The adopted plan follows the updated and shrunken final design, which was announced in late May.

A map details phase one of Project Connect. (Courtesy of Austin Transit Partnership)

Phase one will include an initial line starting at 38th and Guadalupe streets and leading south to Oltorf Street and Congress Avenue. The line will split just south of Lady Bird Lake, with an eastward portion leading to a proposed park-and-ride station at Yellow Jacket Lane and Riverside Drive. 

Two priority extensions are planned as well, with one extending eastward to serve Austin-Bergstrom International Airport and a northward extension to Crestview Station. Both planned extensions will depend on available funding.

"It's a system that connects jobs, it connects destinations, and it connects to affordability, and it connects Austin to each other," said Greg Cannally, executive director at Austin Transit Partnership, in an interview with FOX 7 Austin in May. "It's a light rail system that Austin's been talking about for years."

Voters enthusiastically approved initial plans for Project Connect alongside a $7.1 billion proposed property tax increase to fund the project in 2020, but plans have since changed. Citing high costs, Austin Transit Partnership announced a reduced plan for the light rail system earlier this year after considering five different options in March.

This reduced plan scrapped initial talks of a downtown subway route and decreased the overall length of the original plan by nearly half. Downtown routes, included in the first phase approved Tuesday, will now be above-ground and run adjacent to street traffic. 

Costs for the first phase have been estimated by Austin Transit Partnership to total $4.5 to 4.8 billion.

"We will have coverage in all three directions that lay the foundation for future extensions to the North, South, and East," said Lindsay Wood, executive Vice President at Austin Transit Partnership, in a CapMetro board meeting on Friday

A map depicts phase one of Project Connect and various BIPOC and low-income communities that it will service. (Courtesy of Austin Transit Partnership)

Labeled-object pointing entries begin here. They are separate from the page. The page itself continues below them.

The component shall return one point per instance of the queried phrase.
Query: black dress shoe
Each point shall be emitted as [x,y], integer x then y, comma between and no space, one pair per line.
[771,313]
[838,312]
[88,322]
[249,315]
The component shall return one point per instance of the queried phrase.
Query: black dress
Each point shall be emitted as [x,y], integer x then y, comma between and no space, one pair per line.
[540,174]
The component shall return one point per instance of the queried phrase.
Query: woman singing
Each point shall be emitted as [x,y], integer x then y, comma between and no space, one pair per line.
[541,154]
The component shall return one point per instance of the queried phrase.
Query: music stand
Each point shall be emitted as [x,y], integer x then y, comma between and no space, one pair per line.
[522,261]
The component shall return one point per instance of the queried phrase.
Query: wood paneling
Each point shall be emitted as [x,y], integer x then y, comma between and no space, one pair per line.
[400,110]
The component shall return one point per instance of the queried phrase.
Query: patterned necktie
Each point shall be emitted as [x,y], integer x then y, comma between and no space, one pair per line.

Rail coverage under the plan will prioritize central and downtown Austin, targeting areas of high population and job density. The plan, according to Austin Transit Partnership, will also serve many BIPOC communities and lower income areas.

Phase one will provide more efficient transit connections between populated areas and centers for commerce, health and education. Wood said. "This will maximize the accessibility and the visibility of the system to create… a system that people will use and want more of."